The problem is that American road builders' model for a safe road is an Interstate highway – with limited access, wide lanes, and few turning options. The result is that engineers try to turn every road into an Interstate, with serious effects on aesthetics, and on safety too.
Dumbaugh argued that there is another model for a safe road, and that is the local street that is "dangerous by design." Its hazards – curbside trees, for instance – are obvious. They force drivers to slow down, and that makes for greater safety.
He showed a slide of a stretch of road in Florida he had studied as part of a larger investigation of car crash sites. This particular stretch is lined by trees – the obstacle traffic engineers love to hate – on not just one but both sides. But it was clear from the picture that this is part of a real neighborhood – the kind of area where a driver instinctively slows down.

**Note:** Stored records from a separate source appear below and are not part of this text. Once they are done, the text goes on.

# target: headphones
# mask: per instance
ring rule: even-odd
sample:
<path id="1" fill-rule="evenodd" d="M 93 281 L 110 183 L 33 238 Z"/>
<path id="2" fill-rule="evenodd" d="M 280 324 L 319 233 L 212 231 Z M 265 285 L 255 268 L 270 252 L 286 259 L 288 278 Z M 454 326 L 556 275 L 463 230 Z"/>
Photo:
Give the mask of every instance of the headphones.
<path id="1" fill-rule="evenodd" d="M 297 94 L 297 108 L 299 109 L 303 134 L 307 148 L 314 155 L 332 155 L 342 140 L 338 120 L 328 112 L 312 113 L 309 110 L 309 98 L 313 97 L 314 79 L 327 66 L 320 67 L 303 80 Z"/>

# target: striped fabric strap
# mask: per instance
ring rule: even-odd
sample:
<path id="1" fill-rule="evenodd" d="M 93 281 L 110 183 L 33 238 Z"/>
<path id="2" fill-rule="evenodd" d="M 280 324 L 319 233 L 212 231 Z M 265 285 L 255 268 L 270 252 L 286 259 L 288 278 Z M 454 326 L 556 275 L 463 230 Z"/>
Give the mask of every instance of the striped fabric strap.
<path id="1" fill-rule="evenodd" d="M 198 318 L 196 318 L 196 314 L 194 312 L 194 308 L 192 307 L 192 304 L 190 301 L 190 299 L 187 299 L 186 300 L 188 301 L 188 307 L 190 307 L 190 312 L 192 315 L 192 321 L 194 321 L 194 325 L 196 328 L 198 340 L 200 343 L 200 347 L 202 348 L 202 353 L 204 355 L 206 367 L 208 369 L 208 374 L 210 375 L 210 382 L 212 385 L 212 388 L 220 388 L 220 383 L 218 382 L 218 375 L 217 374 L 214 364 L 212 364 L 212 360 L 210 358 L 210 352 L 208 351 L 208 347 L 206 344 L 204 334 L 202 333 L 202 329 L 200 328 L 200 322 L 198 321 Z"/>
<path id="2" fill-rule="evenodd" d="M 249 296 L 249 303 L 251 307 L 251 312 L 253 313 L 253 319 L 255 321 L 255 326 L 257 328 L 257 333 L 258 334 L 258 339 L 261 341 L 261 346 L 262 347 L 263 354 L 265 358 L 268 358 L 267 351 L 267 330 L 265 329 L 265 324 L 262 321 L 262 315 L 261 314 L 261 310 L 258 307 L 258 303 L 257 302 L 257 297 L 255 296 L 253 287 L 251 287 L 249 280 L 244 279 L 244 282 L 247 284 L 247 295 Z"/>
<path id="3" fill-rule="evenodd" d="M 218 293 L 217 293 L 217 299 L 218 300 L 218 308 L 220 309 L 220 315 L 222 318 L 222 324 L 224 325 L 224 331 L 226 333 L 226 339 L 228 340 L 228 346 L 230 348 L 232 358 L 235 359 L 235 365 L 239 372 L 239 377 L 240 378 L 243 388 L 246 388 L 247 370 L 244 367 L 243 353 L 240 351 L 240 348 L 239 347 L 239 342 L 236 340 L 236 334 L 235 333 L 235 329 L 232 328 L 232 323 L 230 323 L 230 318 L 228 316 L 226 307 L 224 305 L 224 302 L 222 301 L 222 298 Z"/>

The road runs through the campus of Stetson University, an area with college students, dorms, and bars. And yet during the five year period his study covered, Dumbaugh said, there was not a single fatal crash there.
Norman Garrick of the University of Connecticut lamented that in most jurisdictions nowadays, "nobody is professionally charged with developing the grid of streets."
But streets are "paramount in shaping our sense of place," he added, giving three essential about good streets: They are built on a network, they need to accommodate all users, and they need to be understood and designed as places, not just conduits for traffic.